Secoya, Ecoprod, médiaClub’green : les organismes peuvent sembler nombreux, mais ils sont souvent complémentaires, dans un véritable écosystème de l’accompagnement du secteur dans sa transition écologique. Ainsi, Julien Tricard intervient également pour une formation sur la production éco-responsable, dispensée chaque mois, aux côtés des co-fondateurs de Secoya. C’est en 2018, après une quinzaine années de travail en régie sur des tournages que Mathieu Delahousse et Charles Gachet-Dieuzeide, regrettant que leur secteur peine à se transformer pour être plus écoresponsable, décident de fonder Secoya Eco-tournage. « Il fallait créer une méthode pour accompagner les productions » insiste Charles Gachet-Dieuzeide. En quelques années, ils ont vu la filière se transformer. « Il y a une grande prise de conscience dorénavant. Il y a cinq ans, c’était encore trop tôt. Mais aujourd’hui le secteur est mature pour la transformation », analyse le co-fondateur.
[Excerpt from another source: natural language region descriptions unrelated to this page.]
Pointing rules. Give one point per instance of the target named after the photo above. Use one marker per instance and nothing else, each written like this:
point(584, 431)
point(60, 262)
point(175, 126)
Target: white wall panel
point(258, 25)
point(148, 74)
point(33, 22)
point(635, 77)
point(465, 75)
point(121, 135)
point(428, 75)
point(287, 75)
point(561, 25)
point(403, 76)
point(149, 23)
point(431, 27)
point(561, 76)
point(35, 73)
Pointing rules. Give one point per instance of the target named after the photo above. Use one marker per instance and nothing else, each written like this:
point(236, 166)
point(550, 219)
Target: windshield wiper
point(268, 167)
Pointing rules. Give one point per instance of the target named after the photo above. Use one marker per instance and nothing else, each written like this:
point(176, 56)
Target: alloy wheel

Et Secoya, lauréat du quatrième Programme Investissement d’Avenir en 2021 voit plus grand encore. « On développe un projet de plateforme RSE internationale de transformation éco-responsable ». Le co-fondateur n’en dit pas plus, mais des annonces sont à suivre « On est en pleine levée de fonds. Disons qu’on va passer au niveau supérieur ».